In one instance, according to the FEC, Johnson’s Triple 7 poker processing company issued a $14,400 check — enough to cover six donations at the legal $2,400 limit each — to a company controlled by a business associate. The company in turn wrote checks to six people who donated the money to Lee. Four of the checks bounced.

Swallow told Johnson about the problem, and Johnson said he would “fix” it immediately. The following day, four new checks were written, one of which bounced a second time.

According to court documents, Johnson used the names of others to give $20,000 to Reid, who was seeking reelection in 2010. Reid was the Senate majority leader for eight years and retired from the Senate in 2017.

Johnson talked with online gaming companies about using straw donors to contribute illegal amounts to federal candidates, including Reid, in an attempt to protect or further their business interests, court records say. Johnson also unsuccessfully sought Reid’s help in stopping a Federal Trade Commission investigation into his internet marketing company, iWorks.

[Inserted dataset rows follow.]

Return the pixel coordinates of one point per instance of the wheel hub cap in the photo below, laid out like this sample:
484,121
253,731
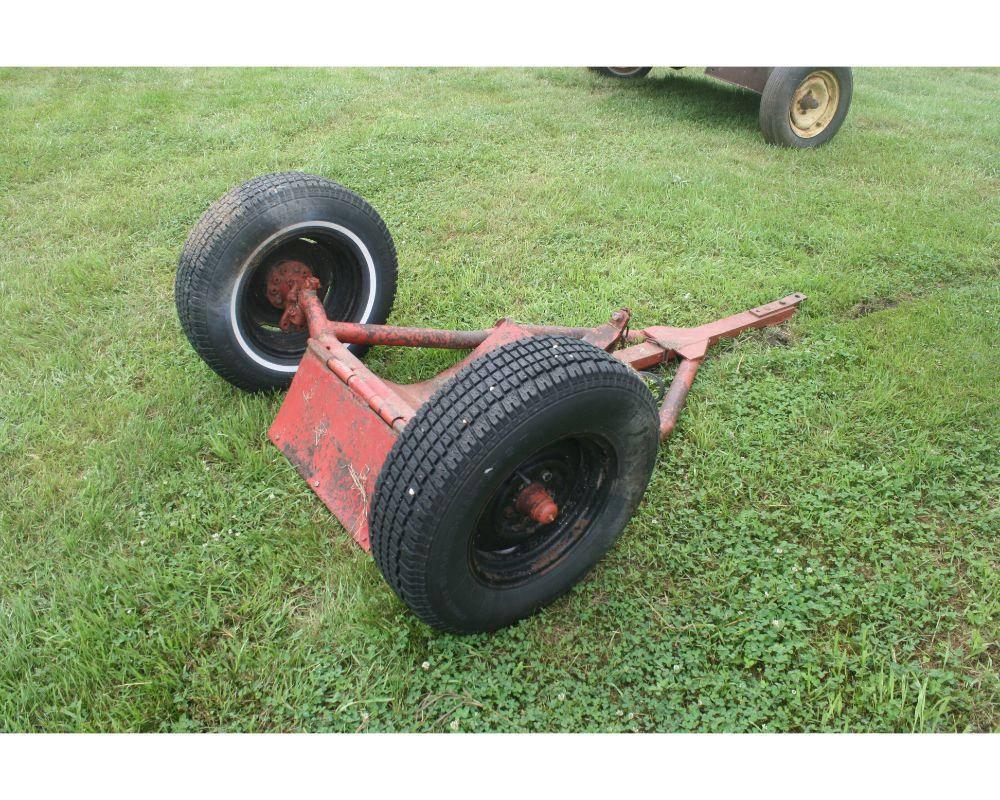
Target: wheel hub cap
815,103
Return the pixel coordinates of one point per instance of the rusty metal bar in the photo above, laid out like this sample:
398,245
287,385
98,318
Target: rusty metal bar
676,395
397,336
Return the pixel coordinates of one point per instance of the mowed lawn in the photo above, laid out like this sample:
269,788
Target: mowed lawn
817,549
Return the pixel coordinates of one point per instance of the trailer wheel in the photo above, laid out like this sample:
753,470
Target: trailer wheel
623,72
805,106
512,481
284,221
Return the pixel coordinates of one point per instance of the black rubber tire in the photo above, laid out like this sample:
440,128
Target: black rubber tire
230,244
637,72
777,97
454,456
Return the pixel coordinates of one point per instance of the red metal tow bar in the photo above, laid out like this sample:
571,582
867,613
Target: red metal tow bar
340,420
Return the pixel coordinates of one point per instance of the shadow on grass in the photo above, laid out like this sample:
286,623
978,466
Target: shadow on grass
690,97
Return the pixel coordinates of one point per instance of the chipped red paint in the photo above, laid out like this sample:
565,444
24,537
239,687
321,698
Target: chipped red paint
608,335
535,502
339,419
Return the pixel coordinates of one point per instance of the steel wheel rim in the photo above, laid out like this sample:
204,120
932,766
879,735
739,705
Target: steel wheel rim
814,103
506,548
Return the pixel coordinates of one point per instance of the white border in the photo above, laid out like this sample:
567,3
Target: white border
234,317
509,33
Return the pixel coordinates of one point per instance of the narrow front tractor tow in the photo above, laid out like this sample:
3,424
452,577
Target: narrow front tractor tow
483,493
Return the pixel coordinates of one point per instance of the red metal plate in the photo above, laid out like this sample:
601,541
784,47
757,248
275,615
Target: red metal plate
335,440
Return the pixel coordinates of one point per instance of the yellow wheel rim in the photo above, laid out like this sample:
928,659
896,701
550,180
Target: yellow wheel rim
814,103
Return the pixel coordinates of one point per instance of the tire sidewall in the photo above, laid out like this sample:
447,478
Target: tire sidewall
777,96
611,414
235,258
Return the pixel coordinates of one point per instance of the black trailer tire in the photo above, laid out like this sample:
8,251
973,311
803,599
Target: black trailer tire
623,72
547,409
805,106
221,276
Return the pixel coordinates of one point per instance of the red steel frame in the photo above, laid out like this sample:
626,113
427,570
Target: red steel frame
339,419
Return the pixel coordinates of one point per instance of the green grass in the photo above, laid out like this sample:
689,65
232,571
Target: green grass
817,548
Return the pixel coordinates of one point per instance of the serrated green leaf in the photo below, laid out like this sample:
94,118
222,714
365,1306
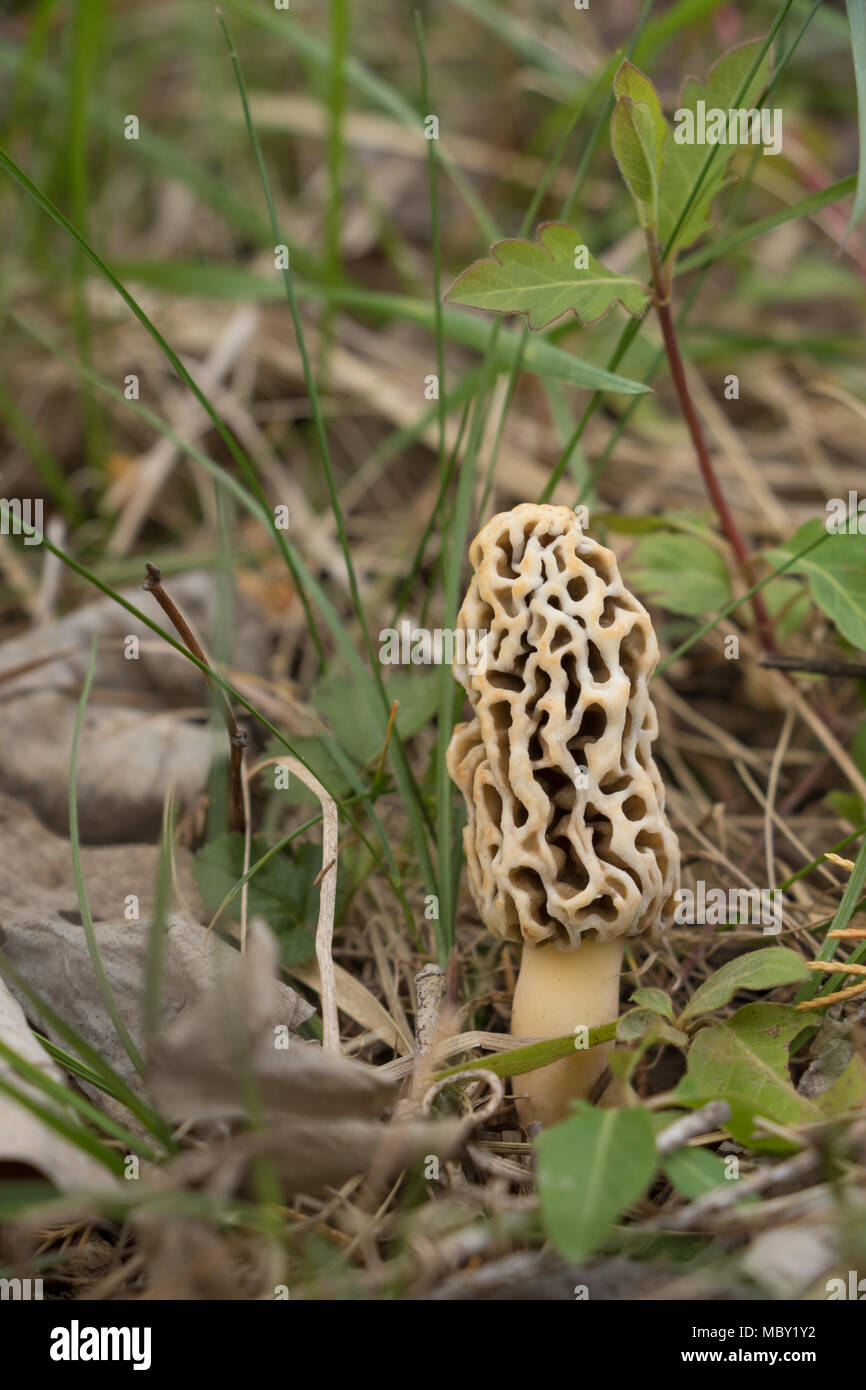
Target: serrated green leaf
683,161
541,281
847,1093
762,969
655,1000
648,1025
637,138
681,573
744,1059
540,356
590,1169
694,1171
837,576
284,891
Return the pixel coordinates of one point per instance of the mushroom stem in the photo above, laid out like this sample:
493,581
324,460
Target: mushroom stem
559,991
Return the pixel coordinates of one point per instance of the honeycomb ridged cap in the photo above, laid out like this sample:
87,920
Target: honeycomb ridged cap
566,829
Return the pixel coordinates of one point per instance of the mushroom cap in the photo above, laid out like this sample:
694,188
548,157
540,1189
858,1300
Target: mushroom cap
566,829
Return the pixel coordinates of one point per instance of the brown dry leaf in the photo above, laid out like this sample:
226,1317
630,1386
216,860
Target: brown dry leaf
205,1061
25,1140
52,955
134,744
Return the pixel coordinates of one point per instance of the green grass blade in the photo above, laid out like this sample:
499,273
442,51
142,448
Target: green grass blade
47,206
67,1129
104,986
67,1097
856,22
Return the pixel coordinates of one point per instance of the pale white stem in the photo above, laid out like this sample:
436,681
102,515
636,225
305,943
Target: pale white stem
558,993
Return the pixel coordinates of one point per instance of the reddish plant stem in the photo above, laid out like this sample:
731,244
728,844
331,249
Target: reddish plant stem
705,463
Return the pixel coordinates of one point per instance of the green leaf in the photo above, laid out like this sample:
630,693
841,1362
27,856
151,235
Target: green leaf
540,356
533,1057
762,969
541,280
681,573
788,605
694,1171
837,576
637,136
683,161
284,890
651,1026
744,1059
655,1000
590,1169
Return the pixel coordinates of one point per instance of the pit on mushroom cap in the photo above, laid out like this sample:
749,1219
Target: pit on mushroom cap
566,840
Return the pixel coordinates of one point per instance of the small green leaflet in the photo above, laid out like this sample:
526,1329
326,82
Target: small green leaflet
637,135
744,1061
683,161
837,576
546,280
284,891
694,1171
590,1169
681,573
762,969
655,1000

Federal regulators were investigating Johnson’s company for charging customers’ credit cards without authorization and other fraudulent practices. The FTC ultimately sued Johnson and the U.S. Attorney’s Office later indicted him on fraud charges.

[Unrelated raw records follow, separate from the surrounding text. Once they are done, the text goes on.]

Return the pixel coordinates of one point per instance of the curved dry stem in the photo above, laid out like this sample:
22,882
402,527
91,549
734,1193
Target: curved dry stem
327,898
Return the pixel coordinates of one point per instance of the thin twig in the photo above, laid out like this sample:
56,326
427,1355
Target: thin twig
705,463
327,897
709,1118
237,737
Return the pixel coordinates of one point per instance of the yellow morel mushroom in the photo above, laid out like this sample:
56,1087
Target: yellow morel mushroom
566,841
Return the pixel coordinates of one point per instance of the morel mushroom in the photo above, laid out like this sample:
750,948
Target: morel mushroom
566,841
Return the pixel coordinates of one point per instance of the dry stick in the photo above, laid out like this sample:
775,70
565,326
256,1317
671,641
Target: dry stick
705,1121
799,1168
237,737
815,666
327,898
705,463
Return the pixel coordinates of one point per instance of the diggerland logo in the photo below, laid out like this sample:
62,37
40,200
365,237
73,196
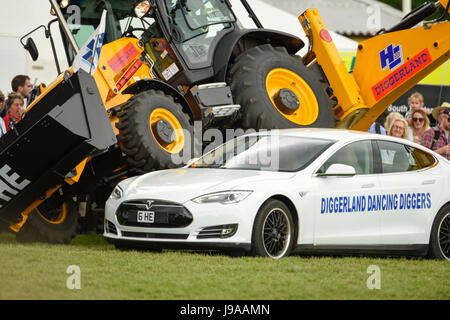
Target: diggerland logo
401,74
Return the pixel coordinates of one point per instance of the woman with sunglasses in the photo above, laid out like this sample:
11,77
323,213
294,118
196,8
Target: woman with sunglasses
419,124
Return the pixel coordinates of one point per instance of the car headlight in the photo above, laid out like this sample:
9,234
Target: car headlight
117,193
225,197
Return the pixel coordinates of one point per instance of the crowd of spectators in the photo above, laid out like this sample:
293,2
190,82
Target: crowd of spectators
415,125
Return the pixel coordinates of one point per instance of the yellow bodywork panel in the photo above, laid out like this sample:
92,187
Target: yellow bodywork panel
385,67
390,64
16,227
327,55
116,59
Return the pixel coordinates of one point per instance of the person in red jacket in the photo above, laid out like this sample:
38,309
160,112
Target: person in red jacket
14,109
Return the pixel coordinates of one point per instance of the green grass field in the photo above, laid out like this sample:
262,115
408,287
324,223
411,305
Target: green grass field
38,271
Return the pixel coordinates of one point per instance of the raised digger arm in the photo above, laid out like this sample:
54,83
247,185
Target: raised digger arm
386,66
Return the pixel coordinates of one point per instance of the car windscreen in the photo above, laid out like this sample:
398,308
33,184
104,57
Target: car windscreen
266,152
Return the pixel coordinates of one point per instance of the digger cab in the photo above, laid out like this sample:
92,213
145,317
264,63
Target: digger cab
179,36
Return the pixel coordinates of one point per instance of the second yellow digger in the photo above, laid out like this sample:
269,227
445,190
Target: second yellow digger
165,64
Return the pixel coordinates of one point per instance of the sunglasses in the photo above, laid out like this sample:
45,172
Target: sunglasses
398,127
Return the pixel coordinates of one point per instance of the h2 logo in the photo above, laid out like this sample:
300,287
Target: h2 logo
391,57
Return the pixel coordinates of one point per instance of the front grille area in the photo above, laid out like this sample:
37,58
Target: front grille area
155,235
166,214
110,227
222,231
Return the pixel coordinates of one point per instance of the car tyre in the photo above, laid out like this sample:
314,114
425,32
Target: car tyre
258,77
273,231
440,235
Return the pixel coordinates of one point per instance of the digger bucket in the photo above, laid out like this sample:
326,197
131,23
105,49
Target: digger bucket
60,130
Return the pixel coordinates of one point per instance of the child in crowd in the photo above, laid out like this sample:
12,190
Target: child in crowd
420,124
416,102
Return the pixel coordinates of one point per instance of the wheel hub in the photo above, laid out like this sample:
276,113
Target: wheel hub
165,131
287,100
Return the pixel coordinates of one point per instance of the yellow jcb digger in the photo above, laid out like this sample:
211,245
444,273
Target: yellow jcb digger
165,64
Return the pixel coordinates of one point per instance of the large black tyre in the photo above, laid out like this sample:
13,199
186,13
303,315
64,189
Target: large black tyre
54,221
273,230
440,235
275,90
154,132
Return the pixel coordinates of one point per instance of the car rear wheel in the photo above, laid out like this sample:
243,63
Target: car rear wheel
273,231
440,235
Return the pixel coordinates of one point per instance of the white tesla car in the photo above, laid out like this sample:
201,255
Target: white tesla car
299,190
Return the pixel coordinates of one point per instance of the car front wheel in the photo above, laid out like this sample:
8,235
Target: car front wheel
273,231
440,235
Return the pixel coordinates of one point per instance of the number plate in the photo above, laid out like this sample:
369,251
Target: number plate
146,216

The Federal Election Commission says Johnson knew the contributions to Reid and Lee were illegal because of donations he had made to Shurtleff’s Senate campaign in 2009.

Johnson offered to write a check to the campaign, but Swallow told him the FEC has limits on the amount that a person could legally give to a federal candidate.

“Swallow and Johnson then discussed the possibility of illicitly contributing additional amounts to Shurtleff’s campaign by giving the funds to straw donors and arranging for those straw donors to pass on the funds to the Shurtleff campaign,” according to Monday’s FEC filing.

The donations to Shurtleff’s campaign are not included in the consent judgement.

Johnson was convicted in 2016 of eight counts of making false statements to a bank in connection with iWorks and sentenced to 87 months in federal prison. He was released to home confinement in May as part of a government effort to combat the coronavirus pandemic.

Also in 2016, a federal court in Nevada entered a $281 million judgement against Johnson but suspended payment in light of his financial circumstances. The IRS has also assessed him millions of dollars in unpaid federal income taxes.